Katja Kipping will das Urlaubsland Türkei boykottieren. Das wird nicht viel nützen und außerdem geht es dem Tourismus dort schon schlecht genug.

Antalya leidet wirtschaftlich schwer unter den Rückgängen im Massentourismus Foto: dpa

A usnahmezustand, geplante Verfassungsreform und das Ende der Pressefreiheit: Recep Tayyip Erdoğan will die Türkei in eine Diktatur verwandeln. Katja Kipping, Vorsitzende der Linkspartei, bringt daher eine neue, alte Idee ins Spiel. „Wenn die Bundesregierung mit dem Diktator kuschelt, dann sollten wir über einen Tourismus-Boykott nachdenken“, findet Kipping.

Die Türkei sei ein wunderschönes Land mit wunderbaren Menschen, betont die Linkspartei-Chefin, „aber ohne Erdoğan wäre sie noch schöner.“ Es gehe ihr nicht darum, die Bevölkerung in der Türkei, die am Tourismus verdiene, zu schädigen, betont Kipping. Der Verzicht auf einen Türkeiurlaub wäre jedoch auch ein Zeichen für Demokratie und Menschenrechte an die Adresse von Erdoğan. „Am Badestrand im Ausnahmezustand – wer kann sich da schon entspannen?“, so die Linken-Politikerin.

Neu ist die Idee nicht, schon 1991 forderte die Gesellschaft für bedrohte Völker einen Tourismus-Boykott gegen die Türkei wegen ihrer Kurdenpolitik. Das bekannteste Beispiel war jedoch der Boykottaufruf gegen Südafrika während der Zeit der Apartheid. Tourismus-Boykotts wurden auch gegen die Militärregime in Argentinien und Chile und zuletzt für Birma diskutiert.

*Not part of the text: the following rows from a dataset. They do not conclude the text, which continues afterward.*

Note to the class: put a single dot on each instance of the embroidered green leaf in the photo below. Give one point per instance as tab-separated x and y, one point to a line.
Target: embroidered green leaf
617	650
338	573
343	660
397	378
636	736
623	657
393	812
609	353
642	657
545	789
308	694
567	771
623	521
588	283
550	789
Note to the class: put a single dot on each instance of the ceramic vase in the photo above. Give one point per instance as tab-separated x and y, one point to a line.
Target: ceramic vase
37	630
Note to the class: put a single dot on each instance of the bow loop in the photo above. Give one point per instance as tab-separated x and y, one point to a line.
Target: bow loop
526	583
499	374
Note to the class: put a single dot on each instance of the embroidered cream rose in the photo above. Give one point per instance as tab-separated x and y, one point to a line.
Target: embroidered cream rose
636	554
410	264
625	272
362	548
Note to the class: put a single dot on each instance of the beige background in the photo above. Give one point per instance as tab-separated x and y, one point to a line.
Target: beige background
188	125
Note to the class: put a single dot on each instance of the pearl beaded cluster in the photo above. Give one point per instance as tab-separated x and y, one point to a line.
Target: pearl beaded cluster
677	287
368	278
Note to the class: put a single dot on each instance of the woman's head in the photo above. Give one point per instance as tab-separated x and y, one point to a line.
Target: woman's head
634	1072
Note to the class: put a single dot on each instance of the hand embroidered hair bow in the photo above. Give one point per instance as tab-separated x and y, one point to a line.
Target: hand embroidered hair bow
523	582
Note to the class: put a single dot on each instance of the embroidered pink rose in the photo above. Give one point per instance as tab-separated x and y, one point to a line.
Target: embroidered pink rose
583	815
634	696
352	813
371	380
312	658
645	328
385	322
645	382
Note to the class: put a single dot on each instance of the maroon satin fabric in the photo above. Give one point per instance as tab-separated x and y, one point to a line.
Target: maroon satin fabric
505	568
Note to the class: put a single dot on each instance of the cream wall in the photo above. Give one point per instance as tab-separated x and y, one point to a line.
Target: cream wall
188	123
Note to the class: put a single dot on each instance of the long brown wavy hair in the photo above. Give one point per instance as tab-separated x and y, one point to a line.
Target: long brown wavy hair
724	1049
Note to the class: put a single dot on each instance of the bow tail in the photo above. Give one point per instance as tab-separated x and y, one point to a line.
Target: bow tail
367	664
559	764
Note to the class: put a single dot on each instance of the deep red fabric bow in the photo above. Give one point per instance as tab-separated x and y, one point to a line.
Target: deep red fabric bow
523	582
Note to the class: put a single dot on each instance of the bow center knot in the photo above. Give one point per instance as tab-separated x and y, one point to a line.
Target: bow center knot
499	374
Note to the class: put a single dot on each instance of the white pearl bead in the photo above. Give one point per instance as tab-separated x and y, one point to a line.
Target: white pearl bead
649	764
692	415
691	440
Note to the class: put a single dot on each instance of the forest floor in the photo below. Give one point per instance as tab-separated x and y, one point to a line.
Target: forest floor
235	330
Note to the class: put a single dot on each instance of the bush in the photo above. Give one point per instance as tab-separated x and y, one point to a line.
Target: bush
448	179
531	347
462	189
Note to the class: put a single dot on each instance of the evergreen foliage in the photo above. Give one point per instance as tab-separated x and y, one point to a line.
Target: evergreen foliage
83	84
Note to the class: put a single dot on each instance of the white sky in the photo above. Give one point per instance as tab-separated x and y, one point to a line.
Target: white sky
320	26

Ein Boykott wird immer dann populär, wenn die Untiefen der Politik eines Landes, die Menschenrechtsverletzungen, unerträglich werden. Es ist der Reflex bewusster Konsumenten auf Urlaubsländer mit undemokratischer Schlagseite. Als die AfD 2016 auf Usedom Spitzenwerte erzielte, wollten viele Menschen selbst dorthin nicht mehr reisen.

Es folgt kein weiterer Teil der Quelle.